Details are in the caption following the image
Sex disparity of the driving effect of ERBB4 mutations in male and female CRC patients. (A) Distribution of the single nucleotide variants (SNVs) of ERBB4 in the male and female groups. (B) Mutation clusters in the male group. (C) Mutation clusters in the female group. Mutation clusters were identified using the OncodriveCLUSTL package and only SNVs were included. (D) Comparison of kinase and non-kinase mutations (SNVs) between the male and female groups (Fisher's exact test). (E) Comparison of clustered mutations and non-clustered mutations (SNVs) between the male and female groups (Fisher's exact test). (F) Effect of ERBB4 mutations on the overall survival of male patients in the MSK-IMPACT cohort. (G) Effect of ERBB4 mutations on the overall survival of female patients in the MSK-IMPACT cohort. Only primary tumors were included.

In addition to ERBB4, several other driver genes were found to be subgroup specific. Although low mutation frequencies of these genes prevented us from deeply investigating their mutational distribution, we could still explore how they affected the prognosis of CRC patients using the MSK cohort. MTOR was identified to be a driver gene specifically for older patients (Figure 1C). Older patients with a MTOR mutation tended to have a worse overall survival than those without the mutation (Figure S4A). However, in younger patients, the MTOR mutation status did not affect survival (Figure S4B). Similarly, ERBB3 was identified as a driver gene specific for right colon cancer (Figure 1D).
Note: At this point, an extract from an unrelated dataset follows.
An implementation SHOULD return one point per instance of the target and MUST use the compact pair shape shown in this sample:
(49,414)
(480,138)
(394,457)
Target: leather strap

In the patients with left colon cancer, mutations in ERBB3 were not associated with the overall survival (Figure S4C); while those with right colon cancer and ERBB3 mutations experienced worse overall survival with a borderline significance (p = 0.095) (Figure S4D). Finally, three genes, EP300, AKT3 and QKI, were identified as rectal cancer-specific driver genes, rather than colon cancer (Figure 1E). As a result, the mutation status of the three genes was not associated with the survival of patients with colon cancer (Figure S4E); however, rectal cancer patients carrying mutations in any of these genes had a significantly worse overall survival than those without these mutations (Figure S4F).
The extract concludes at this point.